0.2.0 • Published 9 months ago

glob-specificity v0.2.0

Weekly downloads
-
License
MIT
Repository
github
Last release
9 months ago

glob-specificity

Define and sort by how specific a glob pattern is.

The specificness of a glob pattern can be very hard to define. This approach aims for ~90% accuracy and only supports the following glob features:

patterndescription
**Matches any sequence of zero or more segments
*Matches any sequence of zero or more characters
foo-*-barMatches any sequence of zero or more characters surrounded by foo- and -bar
?Matches any single character
[chars]Matches any single character in 'chars'
[a-f]Matches any single character in 'abcdef'
{a,b,...}Matches any of the sub-patterns 'a', 'b', '...'.

POSIX character classes and Extended glob patterns are not supported.

Installation

npm install glob-specificity

Getting started

Sort an array of glob patterns by their specificty. Will sort from least specific to most specific.

import { globSpecificitySort } from 'glob-specificity';

globSpecificitySort(['foo/bar', 'foo/*', 'foo/**']);
// [ 'foo/**', 'foo/*', 'foo/bar' ]

Calculate specificy first, sort at a later time.

import { globSpecificity, sortByGlobSpecificity } from './dist/glob-specificity.mjs';

const patterns = ['foo/bar', '*/bar', 'foo/*'];
const patternsWithSpecificity = patterns.map((pattern) => {
  return {
    glob: pattern,
    specificity: globSpecificity(pattern),
  };
});

// Do other things

sortByGlobSpecificity(patternsWithSpecificity);
// [
//     { glob: 'foo/*', specificity: [ 5, 0, 0, 0, 0 ] },
//     { glob: '*/bar', specificity: [ 7, 0, 0, 0, 0 ] },
//     { glob: 'foo/bar', specificity: [ 8, 0, 0, 0, 0 ] }
// ]

Definition of specificity

It is hard to pin down what specificity is for glob patterns. Not everyone will agree with all parts of this definition. If you disagree with any part of this definition, please let me know via an issue.

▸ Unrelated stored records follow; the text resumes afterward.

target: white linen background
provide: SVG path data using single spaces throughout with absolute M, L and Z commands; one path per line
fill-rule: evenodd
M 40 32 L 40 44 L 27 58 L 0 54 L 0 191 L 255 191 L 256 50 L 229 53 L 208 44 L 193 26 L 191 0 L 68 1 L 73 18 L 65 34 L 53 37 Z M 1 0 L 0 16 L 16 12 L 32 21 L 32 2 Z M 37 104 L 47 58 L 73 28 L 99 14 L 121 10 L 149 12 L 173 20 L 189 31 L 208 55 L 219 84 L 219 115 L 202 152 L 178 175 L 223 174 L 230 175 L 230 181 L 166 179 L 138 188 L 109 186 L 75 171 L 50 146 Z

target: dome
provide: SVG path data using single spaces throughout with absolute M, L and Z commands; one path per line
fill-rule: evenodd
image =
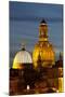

We detemine how specific a glob pattern is by 5 metrics. In order of importance:

  1. Segment mask
    • Segment count
    • Segment types
  2. Number of star wildcards *
  3. Number of questionmark wildcards ?
  4. Number of characters in character matcher [chars]
  5. Number of subpatterns {a,b,...}

1. Segment mask

First we seperate the pattern into segments. A pattern with more segments is more specific. Each segment is assigned one of the following types:

  • Globstar segment **
  • Star-segment *
  • Other segment

Globstar segments are least specific and other segments are most specific.

'foo/*/bar/**'
-> ['foo', '*', 'bar', '**'] // Separate segments
-> [other, star, other, globStar] // Assign segments a type
-> [2, 1, 2, undefined] // Assign types a numeric value
-> '212' // Join values into segment mask
-> 23 // Convert base3 -> base10

2. Number of star wildcards *

Number of star * characters in a pattern. Star * characters in star segments and globstar segments are ignored (see segment types).

'foo/*/b*r/**/*or*m'
-> ['foo', 'b*r', '*or*m'] // Remove star and globstar segments
-> [0, 1, 2] // Count star characters
-> 3 // Sum

Escaped stars \* are ignored.

3. Number of questionmark wildcards ?

Number of questionmark ? characters in a pattern.

'foo/b?r/l?r?m'
-> 3 // Count questionmark characters

Escaped questionmarks \? are ignored.

4. Number of characters in character matcher [chars]

Number of characters in a character matcher.

'[f]oo/[Bb]ar/loru[mnf]'
-> ['[f]', '[Bb]', '[mnf]'] // Find matchers
-> [0, 1, 2] // Count characters - 1
-> 3 // Sum

-1 because [f]oo is as specific as foo.

A range is expanded before counting, so [a-f] counts as 6 characters.

'foo/ba[a-f]'
-> ['[a-f]'] // Find matchers
-> ['[abcdef]'] // Expand range
-> [5] // Count characters - 1
-> 5 // Sum

Escaped ranges \[chars] are ignored.

5. Number of subpatterns {a,b,...}

Number of subpatterns in a pattern.

'{baz}/foo/{bar,lorum}/{alpha,beta,gamma}'
-> ['{baz}', '{bar,lorum}', '{alpha,beta,gamma}'] // Find subpatterns
-> [0, 1, 2] // Count patterns - 1
-> 3 // Sum

-1 because {baz} is as specific as baz.

Escaped subpatterns \{a,b,...} are ignored.